Black History Month: Absalom Jones
by the rev. shug goodlow, deacon
Absalom Jones (11/7/1746 – 2/13/1818) was an African-American abolitionist and clergyman who became prominent in Philadelphia, Pennsylvania. Disappointed at the racial discrimination he experienced in a local Methodist church, he founded the Free African Society with Richard Allen in 1787, a mutual aid society for African Americans in the city. The Free African Society included many people newly freed from slavery after the American Revolutionary War. In 1794 Jones founded the first black Episcopal congregation, and in 1802 he was the first African American to be ordained as a priest in the Episcopal Church of the United States. He is listed on the Episcopal calendar of saints and is remembered liturgically on the date of his death, February 13, in the 1979 Book of Common Prayer as "Absalom Jones, Priest, 1818”.
Absalom Jones was born into slavery in Sussex County, Delaware, in 1746. When he was 16, his owner sold him along with his mother and siblings to a neighboring farmer. That year the farmer kept Absalom, but sold his mother and siblings, and moved to Philadelphia, Pennsylvania, where he became a merchant. Absalom was allowed to attend a school and learned to read and write. While still enslaved by Mr. Wynkoop (a vestryman of Christ Church and later St. Peter's), Absalom married Mary King, an enslaved woman owned by a neighbor to the Wynkoops.
According to colonial law, children took the status of their mother, so children born to slave women were born enslaved. By 1778 Absalom had purchased his wife's freedom so that their children would be free. Absalom also wrote to his master seeking his own freedom, but was initially denied. In 1784, however, Wynkoop set him free from slavery. Absalom took the surname "Jones" as an indication of his American identity.
Around 1780, a Methodist movement was sweeping through the colonies as part of the Second Great Awakening. It came at a time of revolutionary ferment in the closing period of the American Revolutionary War. The movement was especially popular in New York, Baltimore, and Philadelphia. Methodists had developed in Great Britain as evangelicals within the Church of England. In December 1784, Thomas Coke and Francis Asbury established the Methodist Episcopal Church as a new denomination, separate from the Church of England. Pennsylvania abolished slavery and became a free state in the new United States. Jones became a lay minister of the interracial congregation of St. George's Methodist Episcopal Church in Philadelphia. The Methodist church admitted persons of all races and allowed African Americans to preach. Together with Richard Allen, Jones was one of the first African Americans licensed to preach by the Methodist Episcopal Church.
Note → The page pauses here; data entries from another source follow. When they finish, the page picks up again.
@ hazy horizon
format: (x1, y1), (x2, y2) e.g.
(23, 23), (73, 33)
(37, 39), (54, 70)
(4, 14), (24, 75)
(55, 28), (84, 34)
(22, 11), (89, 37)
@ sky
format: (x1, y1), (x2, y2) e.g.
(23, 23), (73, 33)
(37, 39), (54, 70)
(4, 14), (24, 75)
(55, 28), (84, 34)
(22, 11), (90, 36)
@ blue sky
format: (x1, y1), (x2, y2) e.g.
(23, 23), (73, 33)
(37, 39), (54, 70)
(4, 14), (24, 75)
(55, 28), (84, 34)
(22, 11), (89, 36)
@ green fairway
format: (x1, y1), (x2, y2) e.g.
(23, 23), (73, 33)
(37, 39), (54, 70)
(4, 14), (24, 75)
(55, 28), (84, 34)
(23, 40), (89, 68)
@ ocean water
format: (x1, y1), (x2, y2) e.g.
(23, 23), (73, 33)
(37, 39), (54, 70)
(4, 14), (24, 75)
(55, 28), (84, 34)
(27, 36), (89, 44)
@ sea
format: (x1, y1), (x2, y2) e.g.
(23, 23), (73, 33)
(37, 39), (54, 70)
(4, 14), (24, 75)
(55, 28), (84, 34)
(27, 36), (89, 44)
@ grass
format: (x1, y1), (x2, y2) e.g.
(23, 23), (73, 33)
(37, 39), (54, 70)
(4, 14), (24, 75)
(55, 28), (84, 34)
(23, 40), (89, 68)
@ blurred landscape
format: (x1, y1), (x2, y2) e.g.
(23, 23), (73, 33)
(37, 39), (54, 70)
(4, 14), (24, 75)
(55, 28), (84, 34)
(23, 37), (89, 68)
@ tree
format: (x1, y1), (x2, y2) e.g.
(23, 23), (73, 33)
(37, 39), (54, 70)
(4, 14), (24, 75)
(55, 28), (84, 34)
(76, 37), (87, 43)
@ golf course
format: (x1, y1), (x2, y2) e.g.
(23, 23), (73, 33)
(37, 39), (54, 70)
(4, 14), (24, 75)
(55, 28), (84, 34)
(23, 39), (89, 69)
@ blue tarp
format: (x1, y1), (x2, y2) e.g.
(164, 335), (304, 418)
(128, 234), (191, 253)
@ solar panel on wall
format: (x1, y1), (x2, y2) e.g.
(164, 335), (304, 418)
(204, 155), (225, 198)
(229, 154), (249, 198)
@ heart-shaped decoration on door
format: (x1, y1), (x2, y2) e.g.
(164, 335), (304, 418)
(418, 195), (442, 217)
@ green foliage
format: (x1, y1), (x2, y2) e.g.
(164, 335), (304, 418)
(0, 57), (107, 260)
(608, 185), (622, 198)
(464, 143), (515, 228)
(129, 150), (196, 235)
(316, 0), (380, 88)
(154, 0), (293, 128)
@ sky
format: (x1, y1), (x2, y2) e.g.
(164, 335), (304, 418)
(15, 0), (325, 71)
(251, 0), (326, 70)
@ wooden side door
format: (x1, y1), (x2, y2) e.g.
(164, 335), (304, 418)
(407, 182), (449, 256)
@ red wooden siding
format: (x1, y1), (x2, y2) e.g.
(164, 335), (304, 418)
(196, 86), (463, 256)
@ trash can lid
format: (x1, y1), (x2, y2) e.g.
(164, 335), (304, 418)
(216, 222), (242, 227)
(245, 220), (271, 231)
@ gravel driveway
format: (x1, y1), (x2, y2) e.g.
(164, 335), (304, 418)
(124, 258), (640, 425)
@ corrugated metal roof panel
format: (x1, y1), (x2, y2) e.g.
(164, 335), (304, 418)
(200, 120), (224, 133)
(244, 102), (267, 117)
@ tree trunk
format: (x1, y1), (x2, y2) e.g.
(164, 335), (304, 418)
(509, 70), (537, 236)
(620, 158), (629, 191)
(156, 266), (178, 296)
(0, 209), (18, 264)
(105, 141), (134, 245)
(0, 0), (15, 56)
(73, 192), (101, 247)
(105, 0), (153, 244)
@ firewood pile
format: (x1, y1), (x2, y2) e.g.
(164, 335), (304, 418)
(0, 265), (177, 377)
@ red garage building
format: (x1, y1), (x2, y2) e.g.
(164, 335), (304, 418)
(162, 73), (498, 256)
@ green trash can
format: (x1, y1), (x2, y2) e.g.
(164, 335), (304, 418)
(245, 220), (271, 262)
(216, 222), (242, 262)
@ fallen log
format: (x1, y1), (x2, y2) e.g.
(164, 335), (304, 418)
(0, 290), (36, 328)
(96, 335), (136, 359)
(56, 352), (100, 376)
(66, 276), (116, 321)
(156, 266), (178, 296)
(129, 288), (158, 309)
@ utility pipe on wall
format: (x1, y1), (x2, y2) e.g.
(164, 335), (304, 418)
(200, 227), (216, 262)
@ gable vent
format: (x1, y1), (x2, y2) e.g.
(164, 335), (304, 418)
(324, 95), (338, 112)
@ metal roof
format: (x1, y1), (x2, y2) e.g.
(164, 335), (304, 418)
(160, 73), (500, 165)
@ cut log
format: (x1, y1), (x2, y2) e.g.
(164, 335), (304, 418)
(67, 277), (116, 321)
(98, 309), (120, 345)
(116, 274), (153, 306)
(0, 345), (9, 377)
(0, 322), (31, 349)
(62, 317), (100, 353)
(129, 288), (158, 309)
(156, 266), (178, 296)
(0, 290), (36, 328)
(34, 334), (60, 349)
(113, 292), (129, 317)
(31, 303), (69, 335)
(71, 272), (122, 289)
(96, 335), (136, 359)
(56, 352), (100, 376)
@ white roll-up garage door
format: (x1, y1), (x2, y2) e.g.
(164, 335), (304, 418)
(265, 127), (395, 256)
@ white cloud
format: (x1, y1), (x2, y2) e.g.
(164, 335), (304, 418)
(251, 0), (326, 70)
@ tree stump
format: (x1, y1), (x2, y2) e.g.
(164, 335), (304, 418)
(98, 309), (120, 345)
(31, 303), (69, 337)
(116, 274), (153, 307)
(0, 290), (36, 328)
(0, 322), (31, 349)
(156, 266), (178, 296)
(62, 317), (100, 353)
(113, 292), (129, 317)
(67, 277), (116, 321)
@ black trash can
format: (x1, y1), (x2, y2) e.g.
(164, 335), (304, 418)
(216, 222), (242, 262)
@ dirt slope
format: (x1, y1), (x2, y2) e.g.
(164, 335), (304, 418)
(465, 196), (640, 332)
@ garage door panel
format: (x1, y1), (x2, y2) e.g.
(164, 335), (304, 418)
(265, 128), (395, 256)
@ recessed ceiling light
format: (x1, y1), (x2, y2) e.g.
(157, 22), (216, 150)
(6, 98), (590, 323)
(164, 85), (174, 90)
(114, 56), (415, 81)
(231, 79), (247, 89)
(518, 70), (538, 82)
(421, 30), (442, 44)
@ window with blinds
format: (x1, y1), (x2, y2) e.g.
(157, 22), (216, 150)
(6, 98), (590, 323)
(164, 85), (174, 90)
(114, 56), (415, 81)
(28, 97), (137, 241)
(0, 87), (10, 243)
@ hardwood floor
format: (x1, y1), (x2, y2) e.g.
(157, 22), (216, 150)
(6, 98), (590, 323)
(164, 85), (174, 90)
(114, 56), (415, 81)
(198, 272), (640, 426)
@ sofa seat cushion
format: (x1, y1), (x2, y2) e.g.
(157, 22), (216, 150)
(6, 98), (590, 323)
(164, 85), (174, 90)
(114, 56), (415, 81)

But some members of the church still practiced racial discrimination. In 1792, while at St. George's Methodist Episcopal Church, Absalom Jones and other black members were told that they could not join the rest of the congregation in seating and kneeling on the first floor and instead had to be segregated in the gallery or balcony. After completing their prayer, Jones and most of the church's black members got up and walked out.
Jones and Allen founded the Free African Society (FAS), first conceived as a non-denominational mutual aid society, to help newly freed slaves in Philadelphia. Jones and Allen later separated, as their religious lives took different direction but they remained lifelong friends and collaborators.
As 1791 began, Jones started holding religious services at FAS, which the following year became the core of his African Church in Philadelphia. Jones wanted to establish a black congregation independent of white control, while remaining part of the Episcopal Church. After a successful petition, the African Episcopal Church of St. Thomas, the first black church in Philadelphia, opened its doors on July 17, 1794. Jones was ordained a deacon in 1795 and a priest in 1802, became the first African-American priest in the Episcopal Church.
Jones died on February 13, 1818, in Philadelphia. He was originally interred in the St. Thomas Churchyard in Philadelphia, Pennsylvania. His body was relocated to Lebanon Cemetery and then to Eden Cemetery. In 1991, his remains were exhumed, cremated and placed in a reliquary in the Absalom Jones altar of the current African Episcopal Church of St. Thomas. The chapel is named in his honor, as is the church's rectory. A cenotaph was placed at Eden Cemetery in Collingdale, Pennsylvania marking the site of his former grave. The Diocese of Pennsylvania honors his memory with an annual celebration. The national Episcopal Church remembers his life and service annually on the anniversary of his death, February 13.